Sunday, August 28, 2011

Math error in news: divorce rates

I heard an egregious math error the other day on NPR (from the morning of Friday, August 26. The story was about divorce statistics in the United States, regional differences, and changes over time.

The statement in questions was worded something like this:
The South has one of the highest rates of divorce in the country. One reason is that it has more marriages than elsewhere.
Sounds plausible right? Only if you redifine the concepts of what you are hearing. This is an egregious type mismatch of a rate to a number. a rate is the ratio of the subset to the whole (whatever the whole is), and a number is..well... it's just the count with no division going on. The rate is presumably the number of divorces per capita (entire population of the region).
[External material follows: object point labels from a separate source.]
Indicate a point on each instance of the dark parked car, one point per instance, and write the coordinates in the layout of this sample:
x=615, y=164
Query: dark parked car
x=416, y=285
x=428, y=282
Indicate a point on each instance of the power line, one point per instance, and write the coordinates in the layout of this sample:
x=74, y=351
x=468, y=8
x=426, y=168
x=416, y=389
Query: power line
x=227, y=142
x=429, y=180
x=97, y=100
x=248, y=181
The statement, as is, is inferring a number (more marriages) from a rate (higher divorce rate).



So maybe you have a large number of divorces and that can be because here is a large number of marriages (which may or may not be because of a large number of people). That is a reasonable inference to make.  

Or you might have a large marriage rate leading to a large marriage number in the region and (assuming people tend to get married within a region) this could lead to a large number of divorces in the region, and so immediately a large divorce rate.

But note this is all relative. A region could have a large divorce rate but small number of marriages or divorces. (or contrapositively, a lower -number- of marriages and high divorce -rate-). Much too unspoken is the relevant contexts for ratios and number comparison.

I don't think this is shoddy math exactly just shoddy use of language (which arguably -is- shoddy mathematics).

First, disclaimers: this is a paraphrase from memory, and I cannot find a transcript to corroborate my hearing.